Réalisé par les cinéastes suisses allemands Karin Bucher et Thomas Karrer (qui avait signé Secret et guérisseurs – entre croyances et connaissance en 2020), le documentaire intitulé Le Corbusier à Chandigarh : la force de l’utopie (en anglais avec le sous-titrage en français et en allemand), livre un voyage passionnant dans l’étonnante ville que Le Corbusier a construite dans l’État du Pendjab, en Inde et raconte l’expérience utopique de Chandigarh.

Le Corbusier à Chandigarh : la force de l’utopie de Karin Bucher et Thomas Karrer
Image courtoisie cineworx

Le film s’ouvre sur une vue aérienne qui illustre toute l’invention novatrice des créations de l’architecte suisse naturalisé français qui clamait aux personnes qui s’étonnaient de ses dessins et de son urbanisme :« L’utopie est la réalité de demain. ». Puis la vue aérienne de la séquence d’ouverture s’élargit sur le rond initial au centre de l’écran et l’on découvre alors un rond-point où l’absence de voitures surprend et apaise. Au fil des séquences, les vues aériennes révèlent l’ingéniosité, tellement audacieuse et tellement novatrice, des structures, la modernité des bâtiments, le soin apporté aux espaces. Puis la caméra de Karin Bucher et de Thomas Karrer se fige un instant sur un immense panneau qui surplombe une gigantesque allée à l’entrée de la ville : «Welcome to Chandigarh – The city beautiful» («Bienvenue à Chandigarh – La ville magnifique»). C’est avec cette citation que la ville imaginée, dessinée et construite par Le Corbusier accueille les automobilistes au pied des contreforts de l’Himalaya, à deux-cent-cinquante kilomètres au nord de New Delhi.

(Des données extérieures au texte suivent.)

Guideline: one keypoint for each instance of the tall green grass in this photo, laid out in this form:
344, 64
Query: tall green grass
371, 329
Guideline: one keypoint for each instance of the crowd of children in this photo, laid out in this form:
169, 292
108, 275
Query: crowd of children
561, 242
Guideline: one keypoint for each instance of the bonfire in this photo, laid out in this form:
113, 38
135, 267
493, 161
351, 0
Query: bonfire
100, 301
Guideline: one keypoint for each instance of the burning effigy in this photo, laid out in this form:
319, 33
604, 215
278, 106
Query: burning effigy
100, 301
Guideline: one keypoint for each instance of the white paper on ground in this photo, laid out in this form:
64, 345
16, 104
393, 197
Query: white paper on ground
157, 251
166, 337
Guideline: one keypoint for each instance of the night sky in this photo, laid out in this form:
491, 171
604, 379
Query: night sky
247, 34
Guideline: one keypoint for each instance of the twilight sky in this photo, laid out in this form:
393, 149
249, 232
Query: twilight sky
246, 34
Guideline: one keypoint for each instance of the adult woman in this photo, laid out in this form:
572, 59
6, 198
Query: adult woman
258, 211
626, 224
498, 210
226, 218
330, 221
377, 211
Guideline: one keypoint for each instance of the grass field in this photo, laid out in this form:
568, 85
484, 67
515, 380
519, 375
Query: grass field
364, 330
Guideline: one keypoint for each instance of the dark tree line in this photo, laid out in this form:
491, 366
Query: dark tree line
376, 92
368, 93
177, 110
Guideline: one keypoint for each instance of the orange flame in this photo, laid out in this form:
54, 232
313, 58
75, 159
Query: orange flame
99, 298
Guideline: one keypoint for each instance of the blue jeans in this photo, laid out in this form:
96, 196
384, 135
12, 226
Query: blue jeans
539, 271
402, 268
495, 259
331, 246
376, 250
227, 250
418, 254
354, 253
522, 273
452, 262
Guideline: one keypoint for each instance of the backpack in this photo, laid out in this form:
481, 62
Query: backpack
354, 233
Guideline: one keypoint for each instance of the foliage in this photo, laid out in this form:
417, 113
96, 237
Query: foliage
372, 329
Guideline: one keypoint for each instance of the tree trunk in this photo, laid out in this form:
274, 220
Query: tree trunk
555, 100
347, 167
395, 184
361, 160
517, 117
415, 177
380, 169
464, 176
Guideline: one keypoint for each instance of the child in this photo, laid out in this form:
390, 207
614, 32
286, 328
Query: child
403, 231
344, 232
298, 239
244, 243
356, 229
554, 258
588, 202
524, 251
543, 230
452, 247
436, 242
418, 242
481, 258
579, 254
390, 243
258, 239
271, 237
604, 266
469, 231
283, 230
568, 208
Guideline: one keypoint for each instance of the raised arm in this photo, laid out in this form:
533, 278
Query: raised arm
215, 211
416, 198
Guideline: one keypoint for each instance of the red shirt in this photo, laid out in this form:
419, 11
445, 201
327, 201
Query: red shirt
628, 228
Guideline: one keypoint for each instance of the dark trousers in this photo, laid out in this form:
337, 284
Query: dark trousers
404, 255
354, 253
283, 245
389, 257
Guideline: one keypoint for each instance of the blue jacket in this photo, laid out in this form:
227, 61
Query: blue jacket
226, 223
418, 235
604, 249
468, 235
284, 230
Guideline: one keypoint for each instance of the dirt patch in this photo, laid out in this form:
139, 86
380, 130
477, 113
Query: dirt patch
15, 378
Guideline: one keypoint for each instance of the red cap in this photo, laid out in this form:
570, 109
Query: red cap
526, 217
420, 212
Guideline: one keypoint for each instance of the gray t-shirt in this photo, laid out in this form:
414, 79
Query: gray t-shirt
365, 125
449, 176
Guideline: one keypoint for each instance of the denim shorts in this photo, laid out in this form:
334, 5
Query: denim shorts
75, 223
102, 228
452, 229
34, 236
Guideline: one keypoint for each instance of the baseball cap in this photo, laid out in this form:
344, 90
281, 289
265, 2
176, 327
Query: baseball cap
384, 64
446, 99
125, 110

De toutes les villes que le Corbusier aura dessinées, Chandigarh sera la seule à sortir de terre et l’aura occupé jusqu’à sa mort !

Le documentaire plonge le public dans la grande Histoire du sous-continent indien. En 1947, l’Inde est enfin libérée du joug colonial, la partition est mise en application, le pays est à reconstruire, comme le rappelle la voix off, l’intention du premier ministre Jawaharlal Nehru était la suivante : « Une ville nouvellement conçue devait être porteuse d’espoir, un symbole de liberté, libérée des traditions du passé et l’expression de la confiance en l’avenir. » Une utopie construite par le Corbusier qui écrit, dans une de ses lettres à sa femme Yvonne, que ce sera l’œuvre de sa vie :

« L’être humain réuni avec la nature : cela correspond à l’esprit du temps. » Le Corbusier lui décrit combien il se sent bien dans « ce paysage intemporel où tout est silencieux, lent, harmonieux, gracieux (…) Je vais ici accomplir l’œuvre de ma vie. »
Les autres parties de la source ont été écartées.